Question

Mapping genome regions to gene symbols

6

Entering edit mode

NS ▴ 60

@ns-7498

Last seen 6.0 years ago

United States

I have just downloaded CNV level 3 files from TCGA database.

As you know, in these files there are three columns: chromosome, start, and end which presents the coordinates of genes.
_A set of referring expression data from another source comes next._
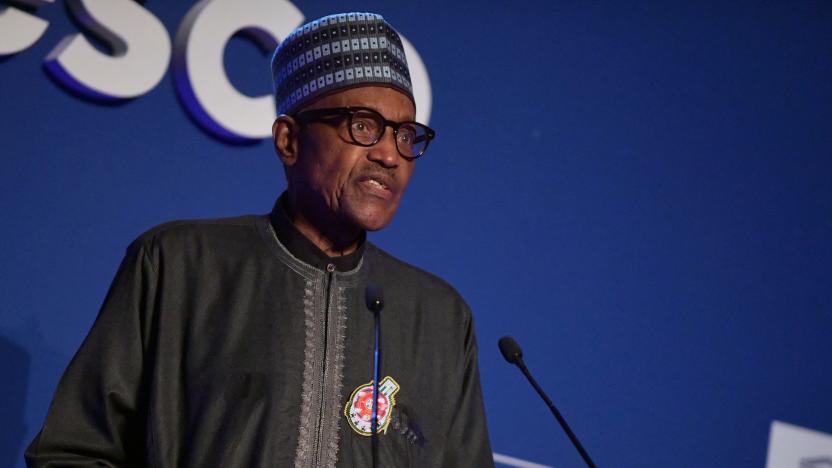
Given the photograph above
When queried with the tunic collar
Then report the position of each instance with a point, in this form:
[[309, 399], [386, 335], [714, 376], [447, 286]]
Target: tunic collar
[[304, 249]]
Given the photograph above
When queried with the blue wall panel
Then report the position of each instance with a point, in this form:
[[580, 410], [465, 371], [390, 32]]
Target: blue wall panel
[[639, 193]]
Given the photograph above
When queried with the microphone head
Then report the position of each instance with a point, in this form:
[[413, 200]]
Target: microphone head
[[374, 298], [511, 350]]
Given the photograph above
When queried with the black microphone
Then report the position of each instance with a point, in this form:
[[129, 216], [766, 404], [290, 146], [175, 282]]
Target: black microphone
[[375, 302], [374, 298], [514, 355]]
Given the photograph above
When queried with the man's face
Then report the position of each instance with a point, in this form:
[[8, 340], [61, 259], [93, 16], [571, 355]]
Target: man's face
[[346, 184]]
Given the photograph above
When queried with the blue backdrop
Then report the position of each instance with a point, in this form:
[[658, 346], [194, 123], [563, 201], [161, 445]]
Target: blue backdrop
[[638, 192]]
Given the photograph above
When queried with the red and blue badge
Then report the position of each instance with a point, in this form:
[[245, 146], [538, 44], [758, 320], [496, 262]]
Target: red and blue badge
[[359, 408]]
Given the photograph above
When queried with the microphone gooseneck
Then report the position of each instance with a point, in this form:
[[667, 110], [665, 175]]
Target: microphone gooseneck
[[374, 298], [514, 355]]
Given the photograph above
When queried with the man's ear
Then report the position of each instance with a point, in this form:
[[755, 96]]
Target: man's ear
[[285, 138]]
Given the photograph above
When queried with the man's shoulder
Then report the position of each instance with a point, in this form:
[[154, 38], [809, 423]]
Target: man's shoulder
[[413, 278], [209, 230]]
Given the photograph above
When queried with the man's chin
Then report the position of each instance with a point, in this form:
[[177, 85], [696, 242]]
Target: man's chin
[[373, 220]]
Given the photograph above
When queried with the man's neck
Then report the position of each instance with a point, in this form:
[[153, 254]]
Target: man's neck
[[334, 239]]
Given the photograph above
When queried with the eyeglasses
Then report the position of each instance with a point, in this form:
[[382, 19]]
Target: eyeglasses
[[367, 126]]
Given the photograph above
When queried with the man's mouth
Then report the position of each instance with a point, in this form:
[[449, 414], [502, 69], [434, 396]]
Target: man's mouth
[[377, 185]]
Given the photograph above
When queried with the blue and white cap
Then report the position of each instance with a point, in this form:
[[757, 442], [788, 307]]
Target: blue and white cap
[[338, 52]]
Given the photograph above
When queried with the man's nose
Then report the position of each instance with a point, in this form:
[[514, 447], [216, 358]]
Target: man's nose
[[385, 152]]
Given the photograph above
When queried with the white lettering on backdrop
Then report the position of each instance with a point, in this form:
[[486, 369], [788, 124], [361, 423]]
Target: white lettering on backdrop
[[141, 50], [18, 29]]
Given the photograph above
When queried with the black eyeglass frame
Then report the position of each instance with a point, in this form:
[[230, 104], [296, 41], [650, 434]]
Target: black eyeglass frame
[[320, 115]]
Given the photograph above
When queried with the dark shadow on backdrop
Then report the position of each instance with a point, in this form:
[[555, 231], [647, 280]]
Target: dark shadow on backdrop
[[14, 380]]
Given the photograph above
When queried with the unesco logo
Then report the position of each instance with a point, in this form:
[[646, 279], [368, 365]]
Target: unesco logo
[[141, 51]]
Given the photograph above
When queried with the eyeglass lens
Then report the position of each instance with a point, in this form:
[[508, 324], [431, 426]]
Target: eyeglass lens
[[367, 127]]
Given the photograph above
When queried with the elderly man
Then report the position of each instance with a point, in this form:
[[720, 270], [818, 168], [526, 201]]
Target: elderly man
[[253, 341]]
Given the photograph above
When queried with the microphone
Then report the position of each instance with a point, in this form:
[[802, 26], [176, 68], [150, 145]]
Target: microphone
[[374, 298], [514, 355]]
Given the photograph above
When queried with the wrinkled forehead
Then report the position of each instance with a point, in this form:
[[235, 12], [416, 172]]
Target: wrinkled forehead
[[388, 101]]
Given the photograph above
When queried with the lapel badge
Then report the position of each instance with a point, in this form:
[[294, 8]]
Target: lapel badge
[[359, 408]]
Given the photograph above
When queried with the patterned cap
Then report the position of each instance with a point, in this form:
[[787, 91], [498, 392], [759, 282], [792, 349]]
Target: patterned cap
[[338, 52]]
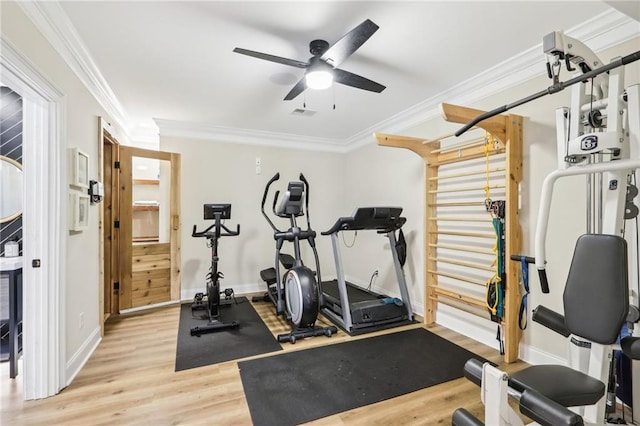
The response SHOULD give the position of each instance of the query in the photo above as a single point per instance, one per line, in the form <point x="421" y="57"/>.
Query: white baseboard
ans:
<point x="535" y="356"/>
<point x="80" y="358"/>
<point x="481" y="330"/>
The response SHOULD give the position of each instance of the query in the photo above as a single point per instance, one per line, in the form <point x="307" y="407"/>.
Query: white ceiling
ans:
<point x="174" y="60"/>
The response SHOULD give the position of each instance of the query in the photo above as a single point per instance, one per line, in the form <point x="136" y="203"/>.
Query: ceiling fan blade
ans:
<point x="350" y="79"/>
<point x="349" y="43"/>
<point x="272" y="58"/>
<point x="297" y="89"/>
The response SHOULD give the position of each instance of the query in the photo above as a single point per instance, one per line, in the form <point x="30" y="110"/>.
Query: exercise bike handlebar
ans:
<point x="208" y="234"/>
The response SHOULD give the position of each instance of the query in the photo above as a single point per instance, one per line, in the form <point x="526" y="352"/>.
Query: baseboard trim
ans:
<point x="80" y="358"/>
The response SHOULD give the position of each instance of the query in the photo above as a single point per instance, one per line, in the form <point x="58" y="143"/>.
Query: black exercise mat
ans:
<point x="251" y="338"/>
<point x="301" y="386"/>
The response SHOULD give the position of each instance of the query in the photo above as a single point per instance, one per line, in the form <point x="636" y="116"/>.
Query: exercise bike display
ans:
<point x="297" y="295"/>
<point x="210" y="301"/>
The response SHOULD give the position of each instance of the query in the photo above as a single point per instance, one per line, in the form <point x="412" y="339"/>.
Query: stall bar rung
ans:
<point x="466" y="234"/>
<point x="461" y="145"/>
<point x="445" y="136"/>
<point x="465" y="174"/>
<point x="470" y="309"/>
<point x="486" y="218"/>
<point x="465" y="189"/>
<point x="459" y="297"/>
<point x="458" y="277"/>
<point x="460" y="263"/>
<point x="459" y="204"/>
<point x="463" y="248"/>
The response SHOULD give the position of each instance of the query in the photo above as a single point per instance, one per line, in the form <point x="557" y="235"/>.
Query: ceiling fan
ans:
<point x="322" y="66"/>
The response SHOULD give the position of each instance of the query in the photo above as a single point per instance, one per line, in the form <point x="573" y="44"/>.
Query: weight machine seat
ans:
<point x="564" y="385"/>
<point x="631" y="347"/>
<point x="596" y="302"/>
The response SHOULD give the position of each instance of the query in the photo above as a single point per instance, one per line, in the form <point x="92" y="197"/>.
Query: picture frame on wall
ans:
<point x="79" y="168"/>
<point x="78" y="211"/>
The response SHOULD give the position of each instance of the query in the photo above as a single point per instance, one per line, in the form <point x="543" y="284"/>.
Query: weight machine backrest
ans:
<point x="596" y="295"/>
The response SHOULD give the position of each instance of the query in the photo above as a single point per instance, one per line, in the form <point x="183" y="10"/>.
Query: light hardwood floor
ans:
<point x="130" y="380"/>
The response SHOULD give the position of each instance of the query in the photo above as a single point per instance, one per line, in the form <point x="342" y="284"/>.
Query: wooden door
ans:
<point x="110" y="234"/>
<point x="149" y="227"/>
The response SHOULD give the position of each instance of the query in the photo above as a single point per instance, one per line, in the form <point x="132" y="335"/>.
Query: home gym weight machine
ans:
<point x="210" y="301"/>
<point x="298" y="294"/>
<point x="598" y="136"/>
<point x="351" y="307"/>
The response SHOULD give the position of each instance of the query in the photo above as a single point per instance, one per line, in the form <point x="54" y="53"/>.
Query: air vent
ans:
<point x="303" y="112"/>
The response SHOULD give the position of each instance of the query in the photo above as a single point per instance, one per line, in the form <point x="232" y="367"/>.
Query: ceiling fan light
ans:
<point x="319" y="80"/>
Now, I would like to map them to gene symbols, but I don't know.

I appreciate any help.

Thanks

tcga cnv gene symbol coordinate • 25k views

ADD COMMENT • link updated 2.3 years ago by James W. MacDonald 68k • written 9.9 years ago by NS ▴ 60

Martin Morgan · Accepted Answer · 2015-04-28

13

Entering edit mode

Martin Morgan 25k

@martin-morgan-1513

Last seen 7 weeks ago

United States

I wrote two helper functions, explained below

geneRanges <- 
    function(db, column="ENTREZID")
{
    g <- genes(db, columns=column)
    col <- mcols(g)[[column]]
    genes <- granges(g)[rep(seq_along(g), elementLengths(col))]
    mcols(genes)[[column]] <- as.character(unlist(col))
    genes
}

splitColumnByOverlap <-
    function(query, subject, column="ENTREZID", ...)
{
    olaps <- findOverlaps(query, subject, ...)
    f1 <- factor(subjectHits(olaps),
                 levels=seq_len(subjectLength(olaps)))
    splitAsList(mcols(query)[[column]][queryHits(olaps)], f1)
}

Load the GenomicRanges package

library(GenomicRanges)

Get the CNV regions into a GRanges instance. For instance, if the data is in a BED file, perhaps using the rtracklayer package

cnv = rtracklayer::import("my.bed")

or if in a tab-delimited file

df = read.delim("my.tsv")
cnv = makeGRangesFromDataFrame(df)

(if you're a fan of dplyr / magrittr style pipes then cnv = read.delim("my.tsv") %>% makeGRangesFromDataFrame() works, too). Here I make a couple of genomic ranges 'by hand'

> cnv = GRanges(c("chr1", "chr2"), IRanges(94312388,244006886))
> cnv
GRanges object with 2 ranges and 0 metadata columns:
      seqnames                ranges strand
         <Rle>             <IRanges>  <Rle>
  [1]     chr1 [94312388, 244006886]      *
  [2]     chr2 [94312388, 244006886]      *
  -------
  seqinfo: 2 sequences from an unspecified genome; no seqlengths

Load the Homo.sapiens package

library(Homo.sapiens)

Find the genomic coordinates for each (entrez) gene, as well as the gene symbol

> gns = geneRanges(Homo.sapiens, column="SYMBOL")
> gns
GRanges object with 23056 ranges and 1 metadata column:
        seqnames                 ranges strand   |      SYMBOL
           <Rle>              <IRanges>  <Rle>   | <character>
      1    chr19 [ 58858172,  58874214]      -   |        A1BG
     10     chr8 [ 18248755,  18258723]      +   |        NAT2
    100    chr20 [ 43248163,  43280376]      -   |         ADA
   1000    chr18 [ 25530930,  25757445]      -   |        CDH2
  10000     chr1 [243651535, 244006886]      -   |        AKT3
    ...      ...                    ...    ... ...         ...
   9991     chr9 [114979995, 115095944]      -   |       PTBP3
   9992    chr21 [ 35736323,  35743440]      +   |       KCNE2
   9993    chr22 [ 19023795,  19109967]      -   |       DGCR2
   9994     chr6 [ 90539619,  90584155]      +   |    CASP8AP2
   9997    chr22 [ 50961997,  50964905]      -   |        SCO2
  -------
  seqinfo: 93 sequences (1 circular) from hg19 genome

Find which genes overlap which copy number regions

> symInCnv = splitByOverlap(gns, cnv, "SYMBOL")
> symInCnv
CharacterList of length 2
[["1"]] AKT3 MIR942 MIR190B MIR760 MIR921 ... FAM20B LPGAT1 KIF14 RBM8A NR1I3
[["2"]] TANK SNORD11B MIR933 LOC100129175 CCNT2-AS1 ... ZEB2 FARP2 TLK1 CD302

The result is a CharacterList (list of character vectors) where each element contains the genes overlapping the corresponding CNV region.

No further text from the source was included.